"Paul Levinson's It's Real Life is a page-turning exploration into that multiverse known as rock and roll. But it is much more than a marvelous adventure narrated by a master storyteller...it is also an exquisite meditation on the very nature of alternate history." -- Jack Dann, The Fiction Writer's Guide to Alternate History

Thursday, September 24, 2009

Amazon, Big Brother, and the Kindle

My latest book, New New Media, was published by Penguin Academics on September 5, 2009.  As I point out on the first page, the book is about media so new that some of them - such as Twitter and YouTube - did not even exist five years ago.   I wrote the book as close to the bone of current events as possible.   The use of Twitter by protestors in Iran in June 2009, for example, is prominently included in the book's Twitter chapter.

But I turned the book's final revisions into the publisher in July, and the pace of important developments in the world of media has of course not slackened in the slightest.   This blog post is the first of a running series I will be posting here, there, and everywhere about these newest of new developments.

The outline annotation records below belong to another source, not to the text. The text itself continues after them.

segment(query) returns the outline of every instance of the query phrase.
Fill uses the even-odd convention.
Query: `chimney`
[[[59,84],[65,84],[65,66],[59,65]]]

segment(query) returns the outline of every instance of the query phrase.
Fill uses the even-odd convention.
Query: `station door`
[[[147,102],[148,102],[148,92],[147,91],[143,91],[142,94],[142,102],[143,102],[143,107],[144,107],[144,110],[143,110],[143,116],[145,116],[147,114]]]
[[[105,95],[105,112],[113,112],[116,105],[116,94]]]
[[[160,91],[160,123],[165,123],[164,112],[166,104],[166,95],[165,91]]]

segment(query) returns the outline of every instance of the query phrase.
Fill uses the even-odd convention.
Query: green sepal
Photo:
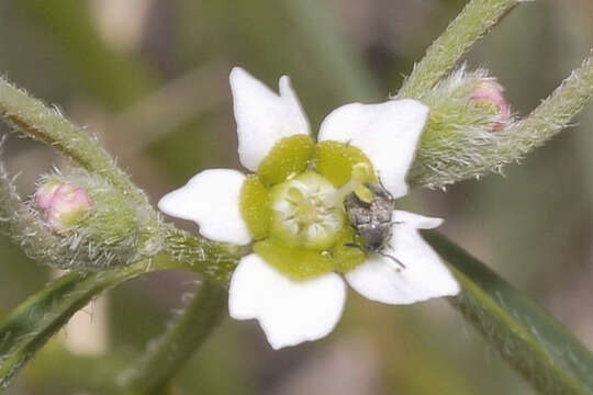
[[[339,188],[353,179],[353,169],[356,165],[365,165],[367,179],[362,182],[377,183],[377,174],[369,158],[357,147],[338,142],[322,142],[316,145],[313,155],[316,170]]]
[[[259,177],[247,176],[240,189],[240,214],[254,240],[261,240],[270,233],[270,193]]]
[[[292,280],[310,280],[335,270],[331,252],[291,247],[275,238],[256,242],[254,251]]]
[[[257,169],[257,174],[267,185],[286,181],[306,169],[314,147],[313,139],[307,135],[282,138],[264,158]]]

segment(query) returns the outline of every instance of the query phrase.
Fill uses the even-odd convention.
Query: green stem
[[[488,136],[482,144],[471,136],[432,136],[446,142],[443,149],[427,144],[410,171],[415,187],[443,188],[461,180],[500,172],[560,133],[593,100],[593,55],[522,121]],[[469,140],[463,140],[470,137]],[[457,138],[457,140],[456,140]],[[448,140],[447,140],[448,139]],[[432,148],[432,149],[430,149]],[[463,160],[459,160],[463,158]]]
[[[522,0],[471,0],[414,66],[396,98],[422,98],[455,67],[473,43],[519,2]]]
[[[593,356],[559,321],[445,237],[424,235],[462,286],[451,304],[540,394],[593,394]]]
[[[56,363],[59,361],[59,363]],[[113,377],[127,366],[121,356],[69,352],[61,341],[51,341],[23,371],[27,387],[37,394],[123,394]]]
[[[199,293],[167,332],[138,361],[123,372],[120,381],[132,394],[163,394],[166,385],[193,356],[223,317],[226,290],[203,282]]]
[[[570,125],[572,119],[593,100],[593,55],[556,88],[532,113],[504,131],[496,147],[506,162],[523,158],[532,149]],[[489,153],[490,155],[490,153]]]
[[[61,151],[90,172],[100,174],[138,204],[149,207],[144,192],[132,183],[96,138],[67,121],[56,109],[47,108],[3,79],[0,79],[0,117],[25,135]]]

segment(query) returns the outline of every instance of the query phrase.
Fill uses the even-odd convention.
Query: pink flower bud
[[[61,185],[60,181],[49,180],[40,187],[40,189],[35,193],[35,202],[41,210],[49,208],[52,198],[54,198],[54,193],[56,193],[56,190],[59,188],[59,185]]]
[[[489,78],[480,81],[472,100],[478,102],[491,103],[499,109],[499,122],[494,126],[494,131],[500,131],[511,120],[511,106],[503,95],[504,88],[494,78]]]
[[[49,227],[57,232],[76,225],[81,215],[92,206],[92,201],[83,189],[57,180],[42,185],[37,190],[36,201],[45,212]]]

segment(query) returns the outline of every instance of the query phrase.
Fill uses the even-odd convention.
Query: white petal
[[[245,174],[237,170],[204,170],[163,196],[158,208],[193,221],[200,225],[200,234],[211,240],[246,245],[251,237],[239,210],[243,181]]]
[[[270,148],[281,138],[310,134],[309,121],[287,76],[280,78],[280,94],[239,67],[230,76],[237,122],[240,163],[256,171]]]
[[[345,301],[346,286],[339,275],[293,281],[255,253],[240,260],[228,290],[231,317],[257,318],[273,349],[329,334]]]
[[[402,223],[393,226],[391,247],[384,253],[405,268],[390,258],[372,256],[346,274],[350,286],[372,301],[388,304],[457,295],[457,280],[417,232],[436,227],[441,221],[400,211],[394,212],[393,221]]]
[[[405,174],[427,117],[428,108],[410,99],[346,104],[325,117],[318,140],[349,143],[360,148],[388,191],[400,198],[407,193]]]

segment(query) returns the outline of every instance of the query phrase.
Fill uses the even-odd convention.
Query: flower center
[[[271,189],[271,229],[284,242],[313,249],[332,247],[344,227],[335,187],[307,171]]]

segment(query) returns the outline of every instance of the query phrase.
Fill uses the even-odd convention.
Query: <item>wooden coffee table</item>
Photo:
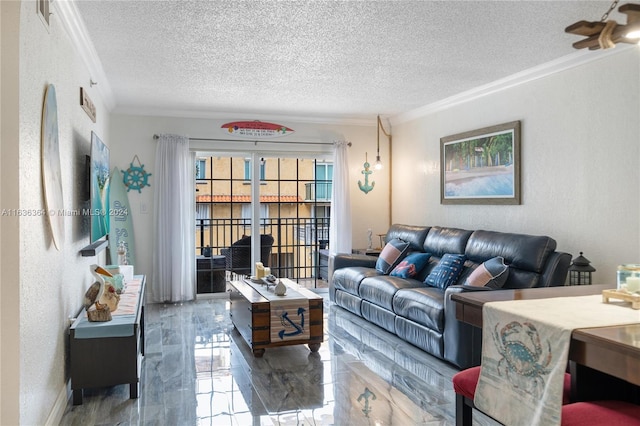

One of the most significant of such developments occurred in mid-July, when Amazon abruptly reached into the Kindles of every Kindle owner and removed George Orwell's 1984, which Amazon said it discovered it did not have the legal right to sell.   Kindle owners and the online world at large were furious, especially because annotations which Kindle owners had made on their purchased copies of 1984 were removed with the book.   If Amazon had wanted to demonstrate that the Big Brother information control in 1984 was alive and kicking in our digital age, it could not have put forth a better example.

Amazon founder and CEO Jeff Bezos soon apologized, calling its solution to the copyright problem "stupid, thoughtless, and painfully out of line with our principles."  Amazon offered to either refund the $30 which the Kindle edition cost, or re-delver the copy of 1984, along with any absconded annotations.

But this series of events provides an instructive example of the difference between new media and new new media, which I discuss throughout the book.  "New" media exist on the Web, alongside of new new media.   But "new" media often operate in accordance with older, top-down principles of information control.   In the case of a newspaper online, such as The New York Times, the older approach is manifest in the selection of stories by editors.   In true new new media, stories are selected and even written by readers - that is the case in any personal blog.   In the case of iTunes and Amazon, consumers are charged for the content.  In new new media such as Twitter and YouTube, the content is free.

Amazon took a huge step into the past by not only charging for its Kindle books, but removing one of them after it had been purchased.   Its apology was certainly welcome.   But the lesson endures that there is a very big difference between older ways of doing business on the web, and the newer more liberated ways of new new media.